En
el cuarto evangelio se muestra de forma clara el interés de la Iglesia de aquel
tiempo, en una proclamación de fe viva, cuanto que sus líneas insisten más en
la confesión de Jesús como Mesías e Hijo de Dios.
La
primera Iglesia comprendió que Jesús quería ser aceptado y reconocido como
Mesías, en cuanto a una completa e ilimitada vinculación a todo lo que Él sería
y significaría para sus seguidores; a todo lo que Él representaría y
manifestaría de su propia esencia. Por lo que toda representación de fe, dentro
de un concepto dogmático, debe suponer precisión y depuración para no moverse
en representaciones secas y estériles, o incluso para no dejarse llevar por lo
emocional.
Es por
esto, que la fe es una hazaña que plantea problemas difíciles al hombre
creyente, para que tenga la fuerza y la significatividad de una vinculación con
Dios en Cristo.
La
fe debe ser un sostén, un valor, una razón de vivir que permita al hombre
encontrar el apoyo en Dios.
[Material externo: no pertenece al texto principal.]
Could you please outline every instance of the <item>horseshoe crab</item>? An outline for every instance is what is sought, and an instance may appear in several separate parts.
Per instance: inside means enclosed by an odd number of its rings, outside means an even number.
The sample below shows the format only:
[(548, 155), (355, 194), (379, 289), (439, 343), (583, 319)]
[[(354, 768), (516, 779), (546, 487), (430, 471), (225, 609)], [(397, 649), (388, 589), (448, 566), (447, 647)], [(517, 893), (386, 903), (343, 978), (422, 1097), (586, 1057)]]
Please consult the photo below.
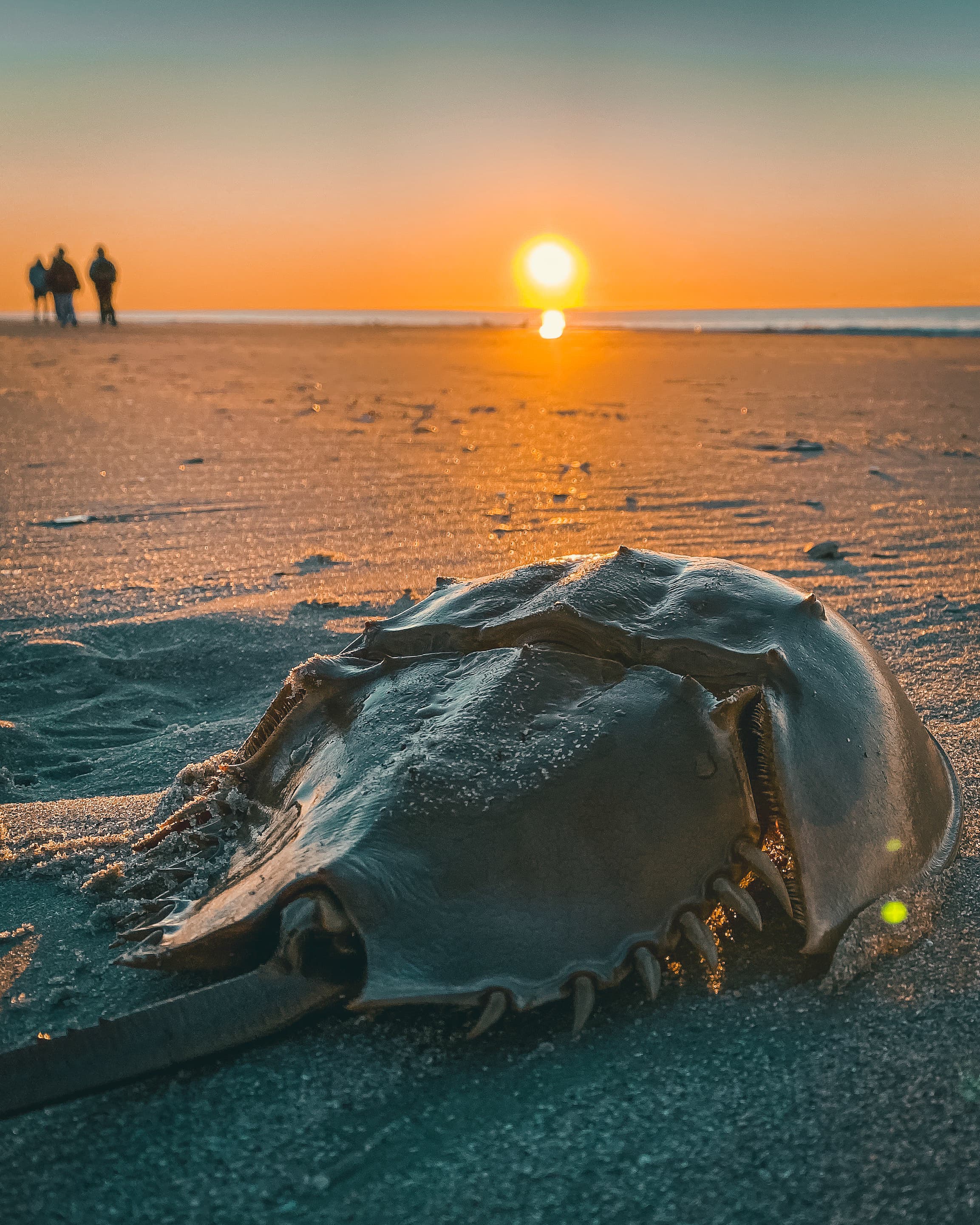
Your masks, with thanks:
[(439, 579), (179, 785), (137, 844), (120, 960), (241, 974), (0, 1057), (0, 1110), (334, 1002), (479, 1007), (475, 1036), (570, 996), (577, 1031), (633, 969), (655, 997), (681, 938), (717, 965), (715, 907), (761, 925), (750, 875), (822, 953), (960, 826), (944, 752), (846, 621), (627, 548)]

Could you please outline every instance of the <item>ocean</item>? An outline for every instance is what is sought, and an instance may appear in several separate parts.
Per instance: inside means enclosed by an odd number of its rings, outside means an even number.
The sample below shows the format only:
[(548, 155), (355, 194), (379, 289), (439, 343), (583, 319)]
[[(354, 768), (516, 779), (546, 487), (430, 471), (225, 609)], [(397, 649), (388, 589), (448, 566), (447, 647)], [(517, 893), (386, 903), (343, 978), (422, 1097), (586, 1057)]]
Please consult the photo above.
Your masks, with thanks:
[[(27, 311), (0, 315), (23, 321)], [(80, 312), (89, 322), (94, 312)], [(305, 323), (322, 327), (529, 327), (538, 311), (198, 310), (120, 311), (132, 323)], [(666, 332), (828, 332), (884, 336), (980, 336), (980, 306), (833, 306), (793, 310), (566, 311), (568, 328)]]

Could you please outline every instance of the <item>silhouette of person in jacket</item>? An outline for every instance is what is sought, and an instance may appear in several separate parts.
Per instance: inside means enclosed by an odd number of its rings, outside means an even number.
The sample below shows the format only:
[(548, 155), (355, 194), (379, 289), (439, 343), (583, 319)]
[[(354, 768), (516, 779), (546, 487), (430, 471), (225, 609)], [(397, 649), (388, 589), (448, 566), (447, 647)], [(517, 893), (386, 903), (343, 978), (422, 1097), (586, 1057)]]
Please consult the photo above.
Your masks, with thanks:
[(31, 282), (31, 288), (34, 292), (34, 322), (39, 323), (42, 316), (45, 320), (51, 317), (51, 307), (48, 301), (48, 270), (44, 267), (40, 256), (27, 270), (27, 279)]
[(99, 323), (111, 323), (115, 327), (115, 309), (113, 306), (113, 285), (115, 284), (115, 265), (105, 258), (103, 247), (98, 249), (88, 279), (99, 295)]
[(48, 288), (54, 294), (54, 312), (58, 316), (58, 322), (61, 327), (66, 327), (69, 323), (77, 327), (78, 320), (75, 317), (72, 294), (82, 287), (75, 268), (65, 258), (64, 246), (59, 246), (58, 255), (48, 268)]

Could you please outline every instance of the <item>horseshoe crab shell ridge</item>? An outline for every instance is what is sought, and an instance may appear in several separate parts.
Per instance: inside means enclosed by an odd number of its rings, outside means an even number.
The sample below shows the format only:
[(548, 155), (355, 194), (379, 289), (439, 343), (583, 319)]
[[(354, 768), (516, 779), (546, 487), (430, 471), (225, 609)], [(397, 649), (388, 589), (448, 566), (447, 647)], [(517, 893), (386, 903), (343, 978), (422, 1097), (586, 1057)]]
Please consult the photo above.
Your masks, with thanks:
[(774, 833), (804, 951), (827, 952), (959, 827), (944, 755), (842, 617), (744, 566), (631, 549), (369, 625), (290, 675), (236, 774), (265, 833), (127, 960), (228, 964), (318, 882), (364, 941), (363, 1006), (609, 985), (714, 905), (740, 839)]
[[(625, 548), (440, 583), (295, 669), (243, 748), (196, 777), (143, 839), (147, 900), (120, 960), (288, 962), (233, 980), (256, 1033), (341, 998), (483, 1003), (480, 1033), (562, 995), (577, 1030), (632, 967), (655, 997), (681, 935), (715, 962), (719, 902), (757, 925), (746, 871), (801, 922), (804, 952), (827, 952), (876, 898), (944, 867), (960, 824), (944, 753), (842, 617), (744, 566)], [(211, 854), (213, 887), (174, 895)], [(333, 985), (298, 990), (305, 975)], [(267, 1007), (287, 980), (292, 1002)], [(189, 1028), (213, 1022), (218, 996), (195, 1011), (201, 995), (183, 997)], [(82, 1088), (119, 1078), (109, 1036), (82, 1044), (102, 1060)], [(36, 1078), (17, 1101), (67, 1083)]]

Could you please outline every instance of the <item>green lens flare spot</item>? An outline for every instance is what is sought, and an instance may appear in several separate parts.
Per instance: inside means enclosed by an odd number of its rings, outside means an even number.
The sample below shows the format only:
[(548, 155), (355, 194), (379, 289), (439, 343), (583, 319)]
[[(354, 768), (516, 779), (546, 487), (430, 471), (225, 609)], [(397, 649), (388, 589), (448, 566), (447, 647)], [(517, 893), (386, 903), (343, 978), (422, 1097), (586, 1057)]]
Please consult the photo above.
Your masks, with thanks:
[(904, 922), (909, 918), (909, 908), (904, 902), (886, 902), (881, 916), (886, 922)]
Lo que el evangelio de San Juan expone, es esta
fuerza motriz oculta en las personas que se activa a través de la gracia para
dar testimonio de la divinidad del resucitado, incluyendo la incredulidad de
Tomas, que aunque necesitó de pruebas visibles, su testimonio deja claro a
cualquier lector, que no es necesario ocuparlas para tener fe.
La
fe en Cristo reposa en el testimonio, que se convierte en la mejor respuesta a
la necesidad de aclaración racional de fe, que incluso la confesión de Tomas,
es más que una conclusión de lo que experimentó, ya que entre el salto ciego y
la seguridad racional, resalta una extensión de la verdad auténtica para el
creyente, que con fe y gracia es movido a expresar con impávida seguridad: ¡Señor mío y Dios mío!
Toda
la fe descansa en la convicción de que Dios ha resucitado a Jesús de entre los
muertos. En la primitiva Iglesia se oye hablar muy poco de demostraciones
racionales, pero también, como muy bien expresa Pablo, en sus cartas, la fe no
puede ser comparada con la visión inmediata (2Cor 5, 7); más bien, en la fe se resguarda
un carácter de apoyo, confianza, unión personal y vinculación total, orientada
solamente a Jesucristo, el único mediador entre Dios y los hombres, como un testimonio,
que es el factor decisivo para los que no convivieron con Él.
Es
por esto, que este articulo quiere resaltar de manera especial la confesión de
Tomas, quien recibe como respuesta del mismo Jesús: “Bienaventurados los que no vieron y creyeron” (Jn20, 29),
aclarando esta unión personal basada en la confianza, el seguimiento y la
vinculación total con el resucitado, de una comunidad creyente que no se
condiciona por su presencia corporal, sino en una relación de amistad con Dios
y Jesucristo que debe ser cuidada, profundizada e intensificada, partiendo en
primer lugar, de ese paso de fe, basado en testimonios como el de Tomas en
Juan, o el de la primera carta de Pedro: “vosotros,
le amáis aunque no le habéis visto, creéis en Él sin verle y, creyendo,
rebosáis de una alegría indecible y resplandeciente” (1, 8).